Esas No: 2022/3473
Karar No: 2022/11889
Karar Tarihi: 09.06.2022
Yargıtay 2. Ceza Dairesi 2022/3473 Esas 2022/11889 Karar Sayılı İlamı
2. Ceza Dairesi 2022/3473 E. , 2022/11889 K.Özet:
İki sanık hakkında açılan kamu malına zarar verme, görevi yaptırmamak için direnme ve kamu görevlisine görevinden dolayı hakaret suçlamalarıyla ilgili hükümler incelendi. İçişleri Bakanlığı vekilinin bu suçlardan doğrudan zarar görmediği için davaya katılma hakkı olmadığı belirtildi ve bu nedenle temyiz istemi reddedildi. Bir sanık hakkında görevi yaptırmamak için direnme suçlamasıyla verilen hüküm, Anayasa Mahkemesi'nin 5237 sayılı TCK'nın 53. maddesinin bazı bölümlerinin iptaline ilişkin kararı ve 7242 sayılı Kanun'un 10. maddesi ile TCK’nın 53. maddesinde yapılan değişiklikle infaz aşamasında gözetilmesi gerektiği belirtildiği için onandı. Diğer sanığın ve müşteki İçişleri Bakanlığı vekilinin temyiz itirazları kabul edildi ve kamu malına zarar verme suçlamasından hüküm bozuldu.
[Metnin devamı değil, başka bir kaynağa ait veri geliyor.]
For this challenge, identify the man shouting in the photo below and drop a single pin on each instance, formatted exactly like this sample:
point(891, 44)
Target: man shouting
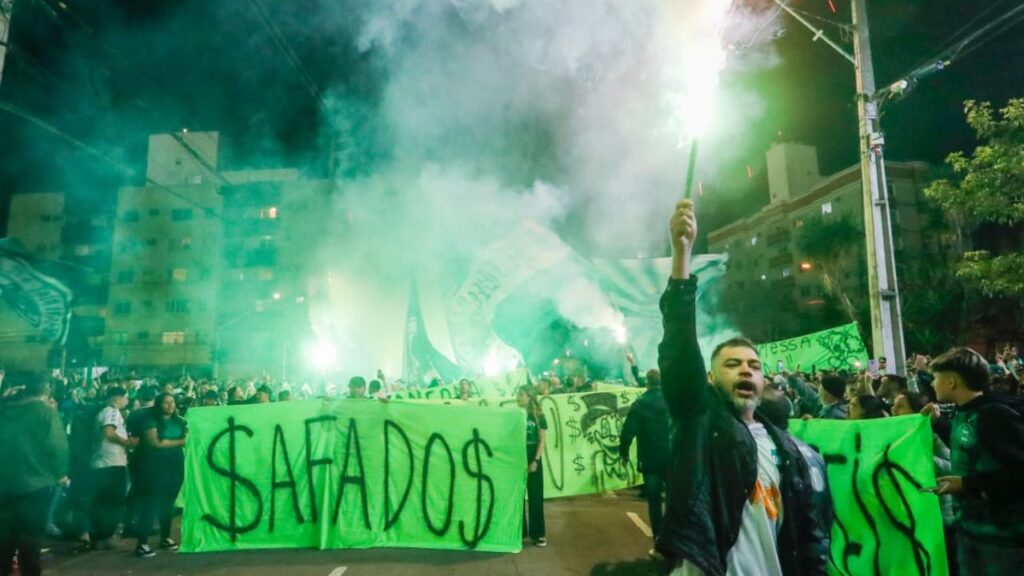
point(739, 496)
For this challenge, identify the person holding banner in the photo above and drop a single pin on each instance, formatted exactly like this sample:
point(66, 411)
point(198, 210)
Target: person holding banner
point(648, 422)
point(987, 462)
point(537, 429)
point(162, 459)
point(738, 497)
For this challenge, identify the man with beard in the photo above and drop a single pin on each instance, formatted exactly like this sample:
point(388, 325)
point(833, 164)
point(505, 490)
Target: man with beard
point(739, 495)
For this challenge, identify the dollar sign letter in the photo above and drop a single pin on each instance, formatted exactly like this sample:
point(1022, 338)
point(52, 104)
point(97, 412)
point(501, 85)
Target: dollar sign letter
point(573, 426)
point(230, 472)
point(480, 531)
point(571, 401)
point(580, 466)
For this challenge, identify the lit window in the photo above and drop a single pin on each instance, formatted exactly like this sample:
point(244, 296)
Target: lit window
point(178, 306)
point(173, 337)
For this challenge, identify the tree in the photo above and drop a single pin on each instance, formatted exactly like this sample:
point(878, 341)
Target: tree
point(828, 243)
point(988, 188)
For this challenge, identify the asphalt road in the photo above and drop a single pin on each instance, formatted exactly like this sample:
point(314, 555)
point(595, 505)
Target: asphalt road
point(590, 535)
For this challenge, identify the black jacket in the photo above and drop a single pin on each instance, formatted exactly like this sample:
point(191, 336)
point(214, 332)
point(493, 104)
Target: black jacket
point(714, 463)
point(648, 422)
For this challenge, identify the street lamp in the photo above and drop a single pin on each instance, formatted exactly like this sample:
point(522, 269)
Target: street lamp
point(887, 325)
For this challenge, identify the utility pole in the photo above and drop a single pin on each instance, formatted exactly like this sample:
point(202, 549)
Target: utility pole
point(6, 9)
point(887, 323)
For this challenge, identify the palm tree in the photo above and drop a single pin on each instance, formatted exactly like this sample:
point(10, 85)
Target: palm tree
point(828, 243)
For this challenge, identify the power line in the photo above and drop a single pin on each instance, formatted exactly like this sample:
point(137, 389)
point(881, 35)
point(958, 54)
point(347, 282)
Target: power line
point(290, 55)
point(119, 167)
point(956, 49)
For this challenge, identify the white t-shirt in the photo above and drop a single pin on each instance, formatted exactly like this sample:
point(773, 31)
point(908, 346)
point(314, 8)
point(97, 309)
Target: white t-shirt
point(756, 552)
point(107, 453)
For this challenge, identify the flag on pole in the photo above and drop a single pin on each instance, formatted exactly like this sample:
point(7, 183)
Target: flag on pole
point(420, 357)
point(32, 288)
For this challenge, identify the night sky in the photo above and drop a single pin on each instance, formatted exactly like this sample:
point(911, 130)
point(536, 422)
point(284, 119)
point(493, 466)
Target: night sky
point(108, 73)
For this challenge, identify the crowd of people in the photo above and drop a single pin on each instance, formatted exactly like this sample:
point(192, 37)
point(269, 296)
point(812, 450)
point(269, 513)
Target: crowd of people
point(742, 496)
point(729, 490)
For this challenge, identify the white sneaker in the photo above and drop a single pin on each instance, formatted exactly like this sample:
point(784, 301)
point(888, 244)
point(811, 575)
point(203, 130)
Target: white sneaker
point(143, 550)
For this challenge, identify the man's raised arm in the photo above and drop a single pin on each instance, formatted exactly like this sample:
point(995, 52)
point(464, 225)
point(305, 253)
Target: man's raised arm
point(684, 379)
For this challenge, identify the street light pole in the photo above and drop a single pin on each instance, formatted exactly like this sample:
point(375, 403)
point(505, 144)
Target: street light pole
point(887, 324)
point(6, 9)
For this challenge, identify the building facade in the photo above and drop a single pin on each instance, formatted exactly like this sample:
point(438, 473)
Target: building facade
point(773, 288)
point(201, 271)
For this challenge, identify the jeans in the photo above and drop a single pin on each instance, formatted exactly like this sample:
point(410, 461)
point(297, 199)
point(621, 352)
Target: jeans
point(984, 559)
point(535, 504)
point(23, 526)
point(653, 489)
point(158, 491)
point(109, 488)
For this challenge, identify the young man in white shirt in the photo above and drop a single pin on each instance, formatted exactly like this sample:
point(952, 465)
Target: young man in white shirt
point(110, 468)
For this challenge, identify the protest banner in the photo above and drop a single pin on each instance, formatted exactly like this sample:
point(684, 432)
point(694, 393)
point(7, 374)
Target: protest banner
point(448, 392)
point(581, 455)
point(837, 348)
point(353, 474)
point(884, 524)
point(582, 451)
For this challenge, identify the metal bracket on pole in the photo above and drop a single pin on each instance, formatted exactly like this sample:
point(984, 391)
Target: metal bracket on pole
point(818, 33)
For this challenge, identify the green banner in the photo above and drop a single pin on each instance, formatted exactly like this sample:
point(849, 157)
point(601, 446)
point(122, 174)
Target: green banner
point(838, 348)
point(353, 474)
point(449, 392)
point(582, 451)
point(884, 524)
point(581, 455)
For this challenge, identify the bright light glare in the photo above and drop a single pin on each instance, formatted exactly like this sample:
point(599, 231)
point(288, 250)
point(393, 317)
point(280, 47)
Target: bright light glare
point(322, 355)
point(692, 75)
point(492, 365)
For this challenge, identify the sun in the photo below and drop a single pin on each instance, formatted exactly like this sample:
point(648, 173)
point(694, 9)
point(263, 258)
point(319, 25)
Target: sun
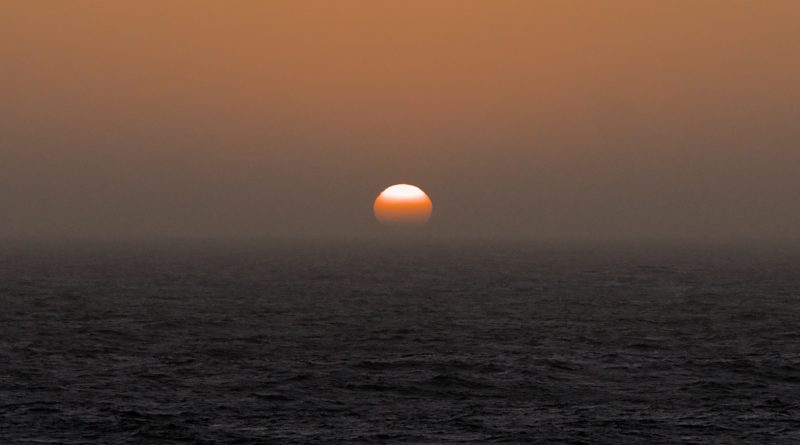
point(403, 204)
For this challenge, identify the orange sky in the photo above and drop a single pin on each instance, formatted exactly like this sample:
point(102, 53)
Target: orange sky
point(538, 119)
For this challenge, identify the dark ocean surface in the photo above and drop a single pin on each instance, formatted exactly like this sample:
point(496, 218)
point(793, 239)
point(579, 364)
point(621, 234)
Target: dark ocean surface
point(369, 343)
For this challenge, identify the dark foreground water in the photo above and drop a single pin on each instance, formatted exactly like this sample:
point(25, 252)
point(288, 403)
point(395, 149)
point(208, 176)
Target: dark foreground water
point(389, 344)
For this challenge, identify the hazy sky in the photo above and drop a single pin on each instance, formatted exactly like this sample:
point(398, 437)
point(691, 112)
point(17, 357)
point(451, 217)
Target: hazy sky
point(541, 119)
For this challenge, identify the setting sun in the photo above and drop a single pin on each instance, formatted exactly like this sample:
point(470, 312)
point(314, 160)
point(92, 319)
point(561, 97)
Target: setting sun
point(403, 204)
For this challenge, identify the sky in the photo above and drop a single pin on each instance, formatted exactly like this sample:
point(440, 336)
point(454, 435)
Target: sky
point(533, 119)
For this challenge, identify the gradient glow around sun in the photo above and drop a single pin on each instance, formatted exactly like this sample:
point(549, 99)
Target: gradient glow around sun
point(403, 204)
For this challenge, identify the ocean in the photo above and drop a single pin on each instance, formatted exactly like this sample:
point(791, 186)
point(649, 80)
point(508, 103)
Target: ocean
point(426, 343)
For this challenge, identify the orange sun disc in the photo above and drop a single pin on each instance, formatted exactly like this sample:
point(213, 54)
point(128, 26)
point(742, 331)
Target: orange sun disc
point(403, 204)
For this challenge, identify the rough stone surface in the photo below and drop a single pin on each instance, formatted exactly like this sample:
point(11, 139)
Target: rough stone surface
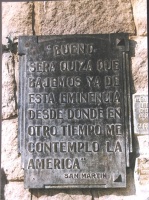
point(140, 16)
point(18, 20)
point(142, 177)
point(141, 145)
point(80, 17)
point(16, 191)
point(8, 86)
point(11, 161)
point(139, 63)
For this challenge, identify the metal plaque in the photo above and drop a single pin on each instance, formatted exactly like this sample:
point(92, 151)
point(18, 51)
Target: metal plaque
point(74, 110)
point(140, 113)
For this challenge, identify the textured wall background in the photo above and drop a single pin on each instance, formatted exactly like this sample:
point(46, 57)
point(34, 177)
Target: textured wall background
point(70, 17)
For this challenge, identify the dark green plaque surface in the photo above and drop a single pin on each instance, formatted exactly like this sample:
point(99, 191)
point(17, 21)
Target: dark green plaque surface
point(74, 111)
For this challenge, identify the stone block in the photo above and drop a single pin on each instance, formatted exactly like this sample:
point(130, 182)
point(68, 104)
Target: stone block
point(83, 17)
point(139, 63)
point(17, 18)
point(61, 194)
point(141, 144)
point(140, 16)
point(11, 161)
point(16, 191)
point(8, 86)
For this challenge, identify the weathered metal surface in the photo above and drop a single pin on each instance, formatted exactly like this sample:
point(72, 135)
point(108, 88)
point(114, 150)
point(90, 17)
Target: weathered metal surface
point(74, 110)
point(140, 113)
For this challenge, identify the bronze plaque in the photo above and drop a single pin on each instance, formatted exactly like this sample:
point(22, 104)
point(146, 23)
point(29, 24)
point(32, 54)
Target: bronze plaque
point(74, 110)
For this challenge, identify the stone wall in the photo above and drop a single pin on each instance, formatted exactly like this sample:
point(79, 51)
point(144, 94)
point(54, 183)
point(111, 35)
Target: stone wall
point(70, 17)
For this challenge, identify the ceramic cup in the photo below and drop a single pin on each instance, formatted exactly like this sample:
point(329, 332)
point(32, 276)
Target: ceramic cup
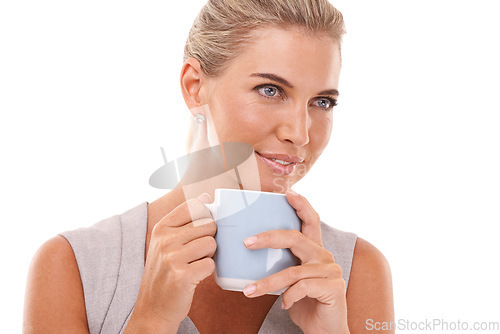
point(240, 214)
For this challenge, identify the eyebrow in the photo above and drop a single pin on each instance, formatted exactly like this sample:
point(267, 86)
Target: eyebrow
point(283, 81)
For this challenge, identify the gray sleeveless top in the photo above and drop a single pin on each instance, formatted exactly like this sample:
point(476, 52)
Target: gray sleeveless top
point(110, 257)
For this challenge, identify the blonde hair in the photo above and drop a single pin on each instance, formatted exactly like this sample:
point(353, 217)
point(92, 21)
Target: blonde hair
point(224, 27)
Kanun maddeleri ise şu şekildedir: 1412 sayılı CMUK’nın 317. maddesi, 5237 sayılı TCK'nın 53. maddesi, Anayasa Mahkemesi'nin 2014/140 E., 2015/85 K. sayılı kararı, 7242 sayılı Kanun'un 10. maddesi ve 5271 sayılı CMK'nın 260/1. madde ve fıkrası.
"İçtihat Metni"
MAHKEMESİ :Asliye Ceza Mahkemesi
SUÇ : Kamu malına zarar verme, görevi yaptırmamak için direnme, kamu görevlisine görevinden dolayı hakaret
HÜKÜM : Mahkumiyet, beraat
Dosya incelenerek gereği düşünüldü:
I- Şikayetçi İçişleri Bakanlığı vekilinin sanıklar ... ve ... hakkında kamu görevlisine görevinden dolayı hakaret suçundan verilen beraat hükümleri ile sanıklar ... ve ... hakkında görevi yaptırmamak için direnme suçundan verilen mahkumiyet hükümlerine yönelik temyiz isteminin incelenmesinde;
Sanıklar ... ve ... hakkında kamu görevlisine görevinden dolayı hakaret ile sanıklar ... ve ... hakkında görevi yaptırmamak için direnme suçlarından açılan davada, suçtan doğrudan zarar görmeyen şikayetçi İçişleri Bakanlığı vekilinin bu suçlar bakımından davaya katılma hakkı bulunmadığından şikayetçi İçişleri Bakanlığı vekilinin temyiz isteminin 1412 sayılı CMUK’nın 317. maddesi gereğince REDDİNE,
II- Sanık ... hakkında görevi yaptırmamak için direnme suçundan kurulan hükme yönelik sanık ...’in temyiz isteminin incelemesinde;
5237 sayılı TCK'nın 53. maddesinin bazı bölümlerinin iptaline ilişkin Anayasa Mahkemesinin 24.11.2015 tarihinde yürürlüğe giren 08.10.2015 tarihli ve 2014/140 E., 2015/85 K. sayılı kararı nazara alınarak bu maddede öngörülen hak yoksunluklarının uygulanmasının, 15.04.2020 gün ve 31100 sayılı Resmî Gazete’de yayımlanarak aynı gün yürürlüğe giren 7242 sayılı Kanun’un 10. maddesi ile TCK’nın 53. maddesinde yapılan değişiklikle birlikte infaz aşamasında gözetilmesi mümkün görülmüştür.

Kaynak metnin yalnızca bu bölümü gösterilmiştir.